L'exemple français Pour rappel, lorsque la professionnalisme a été instauré en France, les associations sportives ont été transformées en sociétés à objet sportif (SAOS). Autre élément essentiel, pour bénéficier du critère d'équipe professionnelle : les clubs doivent également répondre à un cahier des charges strict. Lequel, entre autres, impose l'existence d'une infrastructure et de structures minimums pour les jeunes. A savoir aménagement de terrains spécifiques, encadrement dirigeant, technique et médical doté d'un niveau élevé de formation, le plus souvent plus contraignant que celui de l'équipe première. Et, le poste qui symbolise l'instauration d'un professionnalisme au vrai sens du mot, c'est celui de diplômé en économie et gestion du sport qui doit obligatoirement faire partie de l'organigramme d'un club professionnel. Bon, il est vrai que chacun a ses propres spécifités et contraintes, mais, sans aller jusqu'à transposer un modèle point par point, il y a des normes et des principes incontournables pour construire un projet sur des bases solides et garantir sa réussite.
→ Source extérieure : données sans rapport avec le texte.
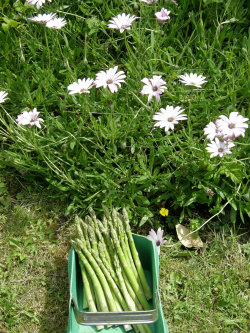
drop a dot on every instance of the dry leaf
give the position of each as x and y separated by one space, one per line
190 240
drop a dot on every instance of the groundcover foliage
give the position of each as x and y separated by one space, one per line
101 148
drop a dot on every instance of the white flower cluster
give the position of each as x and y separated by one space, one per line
50 20
29 118
223 131
109 79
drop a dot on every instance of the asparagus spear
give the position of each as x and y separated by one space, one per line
129 273
99 291
135 255
100 275
89 294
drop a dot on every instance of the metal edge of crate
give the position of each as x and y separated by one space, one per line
114 318
125 317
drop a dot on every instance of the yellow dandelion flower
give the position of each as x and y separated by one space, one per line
164 212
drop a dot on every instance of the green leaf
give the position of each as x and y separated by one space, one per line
232 171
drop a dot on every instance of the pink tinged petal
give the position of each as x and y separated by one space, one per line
159 234
153 235
158 97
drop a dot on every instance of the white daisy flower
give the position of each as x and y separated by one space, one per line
169 117
121 22
157 238
212 131
38 3
42 18
218 147
56 23
110 79
29 119
163 15
192 80
81 86
233 126
3 95
153 87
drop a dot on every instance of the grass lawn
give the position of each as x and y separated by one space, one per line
169 130
206 290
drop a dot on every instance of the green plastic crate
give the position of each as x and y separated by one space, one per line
150 261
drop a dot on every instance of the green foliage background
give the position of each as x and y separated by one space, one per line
101 149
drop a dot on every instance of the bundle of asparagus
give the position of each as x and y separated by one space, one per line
112 273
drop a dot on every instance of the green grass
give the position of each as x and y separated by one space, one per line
201 291
100 149
207 290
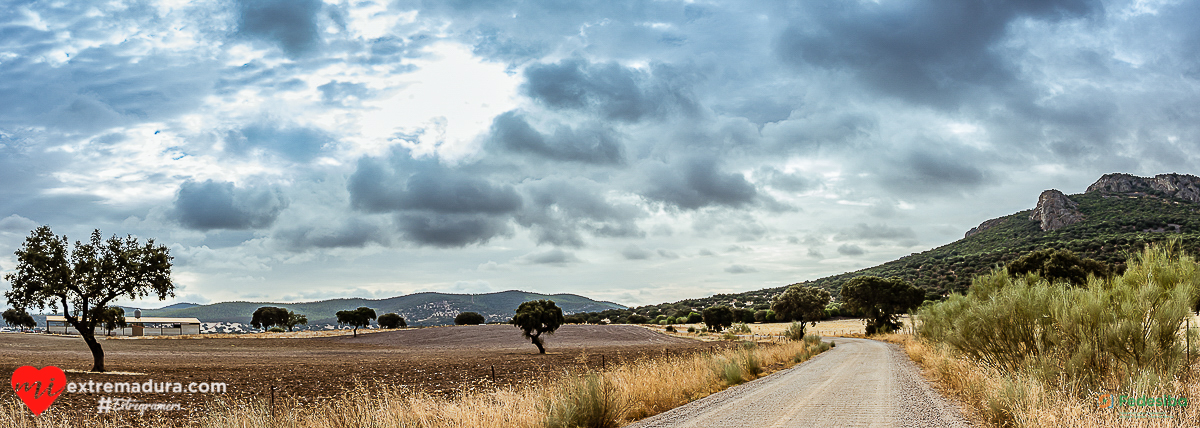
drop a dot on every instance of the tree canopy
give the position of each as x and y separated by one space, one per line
881 301
1059 265
357 318
469 318
803 303
538 317
88 277
391 320
19 319
270 315
717 318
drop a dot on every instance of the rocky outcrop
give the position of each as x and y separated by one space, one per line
1055 211
983 227
1182 186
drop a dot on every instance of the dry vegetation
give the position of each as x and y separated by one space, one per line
1024 353
594 397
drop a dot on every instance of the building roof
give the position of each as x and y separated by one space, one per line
143 319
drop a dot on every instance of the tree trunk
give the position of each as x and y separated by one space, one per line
97 354
537 341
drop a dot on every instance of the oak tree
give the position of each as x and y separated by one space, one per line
82 281
538 317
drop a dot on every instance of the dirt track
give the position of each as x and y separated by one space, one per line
439 360
857 384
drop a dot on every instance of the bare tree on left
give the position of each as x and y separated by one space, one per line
84 279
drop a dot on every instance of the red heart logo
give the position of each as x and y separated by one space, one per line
39 387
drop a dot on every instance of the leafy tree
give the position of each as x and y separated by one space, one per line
717 318
88 277
19 319
269 315
295 319
391 320
538 317
112 318
469 318
1059 265
881 301
357 318
803 303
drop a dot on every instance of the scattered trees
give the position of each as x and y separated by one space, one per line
87 277
112 318
717 318
881 301
357 318
391 320
19 319
1059 265
802 303
295 319
469 318
538 317
269 315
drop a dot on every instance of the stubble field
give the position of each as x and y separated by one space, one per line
439 360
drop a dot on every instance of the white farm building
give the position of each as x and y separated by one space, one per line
135 326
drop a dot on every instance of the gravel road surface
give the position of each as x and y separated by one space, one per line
858 384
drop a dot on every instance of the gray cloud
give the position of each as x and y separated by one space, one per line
299 144
220 205
592 144
695 184
609 90
850 249
349 234
559 210
291 24
633 252
925 52
741 269
411 185
551 257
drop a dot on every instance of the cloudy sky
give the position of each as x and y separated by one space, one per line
634 151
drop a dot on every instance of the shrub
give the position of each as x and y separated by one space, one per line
795 331
1109 332
589 401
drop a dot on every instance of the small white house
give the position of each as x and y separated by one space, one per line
135 326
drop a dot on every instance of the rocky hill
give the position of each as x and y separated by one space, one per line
1116 216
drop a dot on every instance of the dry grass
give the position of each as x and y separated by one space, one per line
1008 401
623 392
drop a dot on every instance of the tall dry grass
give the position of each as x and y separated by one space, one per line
1026 353
592 398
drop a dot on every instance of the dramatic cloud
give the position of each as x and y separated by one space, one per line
696 184
220 205
322 148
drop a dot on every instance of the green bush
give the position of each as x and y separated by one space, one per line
795 331
1089 337
739 329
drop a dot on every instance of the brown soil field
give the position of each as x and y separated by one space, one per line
437 360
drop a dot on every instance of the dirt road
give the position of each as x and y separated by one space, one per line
857 384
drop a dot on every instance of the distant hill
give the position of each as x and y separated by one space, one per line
1116 216
421 308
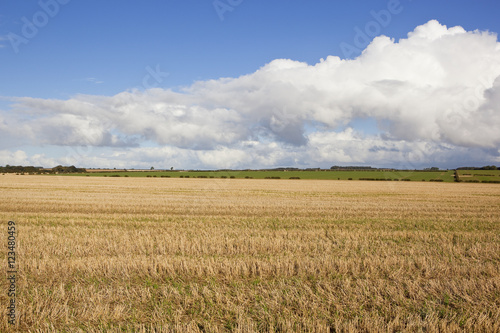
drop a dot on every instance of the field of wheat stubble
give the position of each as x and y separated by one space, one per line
248 255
Tel qu'il fonctionne, le football professionnel en Tunisie court tout droit vers la faillite, de la majorité au profit d'une infime minorité, et donc vers la catastrophe. Une remise en cause est inévitable. Tôt ou tard il faudrait rassembler qui de droit autour d'une même table afin d'opérer la vraie "mise à niveau" du football tunisien.